Die Gefahr, vor lauter Jagd nach Punkten und Sternen den Fokus aufs Wesentliche zu verlieren, scheint gross. Der Tenor bei «Chef-Sache»: Der Gastronom soll sich darauf konzentrieren, täglich Bestleistungen abzurufen.
Oder anders gesagt: lieber einmal besser bewirten – als einmal besser bewerten.
(Anna Shemyakova und Benny Epstein)
Verstösst man gegen faire Geschäftspraktiken sowie Treu und Glauben im Geschäftsverkehr, kann ein Strafantrag gestellt werden. Falsche Bewertungen würden Verstösse gegen das Bundesgesetz über den unlauteren Wettbewerb beinhalten. Wer vorsätzlich unlauteren Wettbewerb begeht, wird auf Antrag zu einer Freiheitsstrafe bis zu drei Jahren oder einer Geldstrafe verurteilt (Art. 33 UWG), so die Fachmeinung von Simon Kopp, dem Kommunikationsverantwortlichen der Staatsanwaltschaft im Kanton Luzern.
Das unlautere Vorgehen der Remimag AG hatte Folgen: Betriebe wie das Zürcher Kunsthausrestaurant, das «August» in Wolhusen/LU, das «Brandenberg» in Zug und das Luzerner «Centro» sind mit einem roten Balken versehen. Darin heisst es warnend: «Tripadvisor liegen hinreichende Gründe zur Annahme vor, dass Einzelpersonen oder Unternehmen, die mit diesem Unternehmen in Verbindung stehen beziehungsweise ein Eigeninteresse an diesem Unternehmen haben, den Versuch unternommen haben, Bewertungen von Reisenden und/oder den Popularitätsindex für dieses Unternehmen zu manipulieren. Bitte berücksichtigen Sie dies bei Ihrer Reiseplanung.»

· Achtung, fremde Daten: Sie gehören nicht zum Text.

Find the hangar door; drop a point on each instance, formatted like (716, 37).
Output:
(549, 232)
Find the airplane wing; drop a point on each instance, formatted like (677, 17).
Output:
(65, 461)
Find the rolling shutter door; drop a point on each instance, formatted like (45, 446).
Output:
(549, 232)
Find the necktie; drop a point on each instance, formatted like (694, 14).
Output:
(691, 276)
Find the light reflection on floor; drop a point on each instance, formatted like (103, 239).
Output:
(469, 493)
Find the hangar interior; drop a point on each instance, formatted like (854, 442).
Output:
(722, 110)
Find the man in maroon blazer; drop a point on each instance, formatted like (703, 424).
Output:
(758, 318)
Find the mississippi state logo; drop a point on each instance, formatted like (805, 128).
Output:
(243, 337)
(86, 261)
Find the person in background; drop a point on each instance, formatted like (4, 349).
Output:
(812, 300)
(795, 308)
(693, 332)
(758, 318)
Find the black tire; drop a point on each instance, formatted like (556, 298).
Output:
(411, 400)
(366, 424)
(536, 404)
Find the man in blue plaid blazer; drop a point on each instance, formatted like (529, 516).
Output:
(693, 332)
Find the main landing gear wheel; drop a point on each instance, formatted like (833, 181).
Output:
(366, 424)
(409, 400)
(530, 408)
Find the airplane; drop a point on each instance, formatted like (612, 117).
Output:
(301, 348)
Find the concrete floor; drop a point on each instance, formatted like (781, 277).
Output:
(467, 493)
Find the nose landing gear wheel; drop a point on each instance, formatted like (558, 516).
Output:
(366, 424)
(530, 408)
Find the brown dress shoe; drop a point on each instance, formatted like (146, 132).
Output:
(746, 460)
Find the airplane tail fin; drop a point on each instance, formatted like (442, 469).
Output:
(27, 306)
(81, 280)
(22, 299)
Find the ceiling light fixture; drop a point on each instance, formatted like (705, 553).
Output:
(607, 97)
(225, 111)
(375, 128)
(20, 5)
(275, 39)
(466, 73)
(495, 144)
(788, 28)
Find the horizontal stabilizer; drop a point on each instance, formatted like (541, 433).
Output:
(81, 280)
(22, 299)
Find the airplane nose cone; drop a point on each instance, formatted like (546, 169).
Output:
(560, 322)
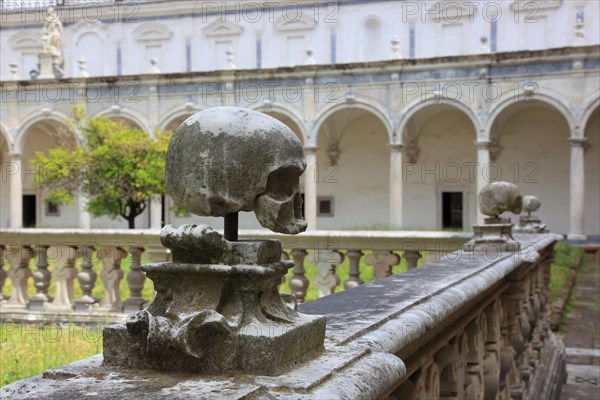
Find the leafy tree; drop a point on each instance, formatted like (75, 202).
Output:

Wie das Bewertungsportal auf Anfrage mitteilt, wird der Kampf gegen unechte Bewertungen vehement geführt. Unternehmenssprecherin Pia Schratzenstaller: «Wir haben nach dem Hinweis über mögliche Betrugsfälle bei Hotels und Restaurants der Remimag-Gruppe eine Untersuchung gestartet. Bewertungen zu mehreren Betrieben verstossen gegen unsere Richtlinien. Wir haben Massnahmen ergriffen, um die Integrität unserer Seite zu schützen.» Das umfasse unter anderem die Entfernung einer Reihe von Bewertungen. Ausserdem wurde eine schriftliche Verwarnung an die Remimag-Gruppe sowie an die Manager der betroffenen Betriebe geschickt und in einigen Fällen wurden Sanktionen ergriffen. «Bei Tripadvisor gehen wir vehement gegen mögliche Betrugsfälle vor und sind entschieden gegen jegliche Versuche, betrügerische oder verfälschte Bewertungen zu veröffentlichen.»
Wie kann es dennoch sein, dass unbekannte Restaurants wie in Zürich das «La Fonte» oder das «Tamarind Hill» die Spitzenplätze belegen? «Tripadvisor-Bewertungen und -Fotos basieren auf den Erfahrungen der Reisenden und Einheimischen und sind nicht von einer professionellen Restaurant-Jury analysiert und online gestellt worden», erklärt Schratzenstaller. «So kann es vorkommen, dass auch mal kleinere oder weniger bekannte Unternehmen, die einen guten Service am Gast leisten, auf den vordersten Plätzen rangieren.»
Fühlt sich ein Gastronom unfair bewertet, bietet Tripadvisor Support auf der Website. Sehr ernst genommen werden Fälle, in denen Gäste einen Betrieb bedrohen oder erpressen. «Falls sich ein Eigentümer einer solchen Tatsache ausgesetzt fühlt, bitten wir, uns dieses sofort über unsere Tools mitzuteilen.»
Schratzenstaller legt Gastgebern zudem die Antwortfunktion ans Herz. «Eine passende Antwort auf einen negativen Kommentar trägt bei 85 Prozent der Gäste dazu bei, den Eindruck vom kritisierten Gastronomiebetrieb zu verbessern.»